Originally posted by Young2Rice:
Originally posted by fearthe9ers:
Originally posted by qnnhan7:
To be fair Smith did tried to side step and stepped up in the pocket but he underestimated the guy's reach.
Originally posted by Young2Rice:
Yeah he did. But what i'm trying to say is his initial reaction into defenders face seals his fate.
i saw it differently. what i saw was AS drop back and try to set his feet for the throw that was clearly intended for MC from the get-go. when he saw he couldn't do that, due to the immediate pressure up the middle, he planted his left leg in order to push himself to the right and then try to step up in the pocket. i think we just disagree on what his intentions were. u see someone who panicked,i see someone who made the right instinctive reaction, but wasn't quick enough.
Let me show you what i mean. I think after that initial read when he sees the pressure, he takes a step left for no reason directly into the rusher in what i belive is an attempt at a juke move, then breaks right to a pocket but can't make it. His help was there could of had a better shot. The slot was wide open over the middle if he makes it there.

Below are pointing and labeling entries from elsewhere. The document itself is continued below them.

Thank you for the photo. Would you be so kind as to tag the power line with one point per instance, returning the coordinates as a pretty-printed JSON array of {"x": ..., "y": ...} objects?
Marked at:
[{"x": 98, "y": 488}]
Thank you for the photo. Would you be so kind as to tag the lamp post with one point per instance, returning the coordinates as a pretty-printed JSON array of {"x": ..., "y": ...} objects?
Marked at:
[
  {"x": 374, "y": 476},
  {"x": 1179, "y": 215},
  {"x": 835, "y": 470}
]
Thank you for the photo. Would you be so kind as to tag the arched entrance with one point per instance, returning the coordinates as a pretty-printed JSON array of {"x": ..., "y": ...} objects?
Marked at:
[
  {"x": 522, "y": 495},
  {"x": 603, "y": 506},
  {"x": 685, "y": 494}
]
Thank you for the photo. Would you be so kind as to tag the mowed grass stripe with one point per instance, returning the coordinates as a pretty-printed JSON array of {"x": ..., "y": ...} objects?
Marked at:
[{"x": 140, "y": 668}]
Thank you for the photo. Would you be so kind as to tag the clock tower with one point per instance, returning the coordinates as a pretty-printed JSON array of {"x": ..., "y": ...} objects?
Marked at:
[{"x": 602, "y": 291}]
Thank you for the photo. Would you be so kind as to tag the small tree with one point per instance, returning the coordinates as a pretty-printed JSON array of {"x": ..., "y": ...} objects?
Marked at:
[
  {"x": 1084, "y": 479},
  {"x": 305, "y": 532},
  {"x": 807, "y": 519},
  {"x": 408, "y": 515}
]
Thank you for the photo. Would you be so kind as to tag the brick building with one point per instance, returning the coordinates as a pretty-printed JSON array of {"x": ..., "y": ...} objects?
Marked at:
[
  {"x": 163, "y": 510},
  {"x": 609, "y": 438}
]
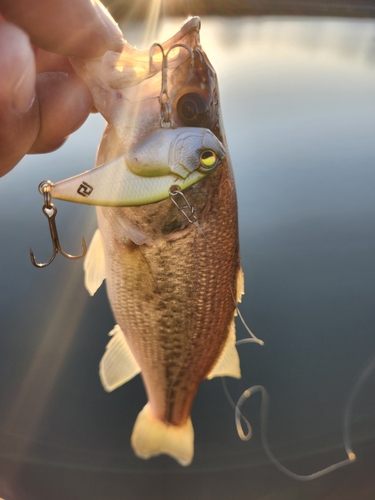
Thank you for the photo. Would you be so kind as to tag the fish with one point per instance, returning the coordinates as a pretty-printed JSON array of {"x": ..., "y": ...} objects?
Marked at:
[{"x": 173, "y": 281}]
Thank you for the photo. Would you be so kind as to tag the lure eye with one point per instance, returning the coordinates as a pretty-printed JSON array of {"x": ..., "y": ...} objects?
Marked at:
[
  {"x": 192, "y": 109},
  {"x": 208, "y": 159}
]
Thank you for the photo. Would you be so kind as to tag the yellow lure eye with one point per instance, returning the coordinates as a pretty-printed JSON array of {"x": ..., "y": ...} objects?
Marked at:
[{"x": 208, "y": 158}]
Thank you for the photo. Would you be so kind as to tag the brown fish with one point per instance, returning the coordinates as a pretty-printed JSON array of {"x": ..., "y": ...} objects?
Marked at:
[{"x": 173, "y": 285}]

I think this is a little deceptive. In the second still, Goodwin is ALREADY beaten. There's no pocket to go to or it's holding on Goodwin. This breakdown happens so quickly, Smith would have had to be almost prescient to realize the pressure would immediately breakdown with TWO OL blocking (Iupati and Goodwin) and it would work just to his right. If you view this in real-time, you can understand better the timing of this play.
Look at the time stamps of these stills.
The first still is 0:19/0:23 - the defender BEATS a double team and clearly Goodwin and Iupati don't pick up the right guy - he charges right between them.

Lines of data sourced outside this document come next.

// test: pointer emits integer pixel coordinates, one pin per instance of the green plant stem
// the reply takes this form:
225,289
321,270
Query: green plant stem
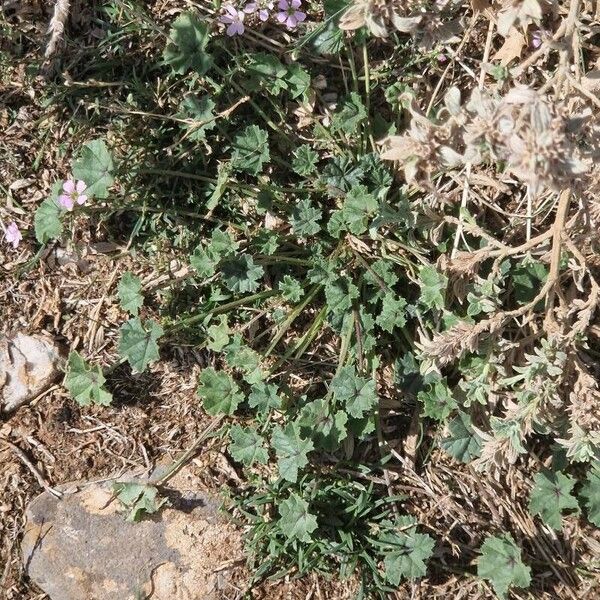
292,317
368,95
219,310
208,179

The second still 0:19/0:23 has the SAME time stamp as the first, now with Goodwin clearly behind the defender and Iupati realizing "oops my guy has a straight line towards my QB. I'm sorry but very few QBs can analyze an escape path in less than 1 second when a defender has beaten a double-team up the middle of an OL.
The second still 0:20/0:23 - Goodwin realizes his mistakes and tries to block the defender out of the play, but he's too close to Smith and he can't escape the arm tackle.

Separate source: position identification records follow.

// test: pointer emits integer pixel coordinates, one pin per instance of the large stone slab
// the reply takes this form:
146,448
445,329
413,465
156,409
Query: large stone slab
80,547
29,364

This is the same strategy we expect from Aldon and Justin against opponents and it's been extremely successful. Speed, pressure, forcing the QB into either a bad decision or sack. Aldon's sacks aren't a fluke. If this is true, why then do we expect Smith to scan, elude and pass against the same successful strategy our own defense uses against opponents? My point is the OL MUST hold their blocks for longer than 1 SECOND.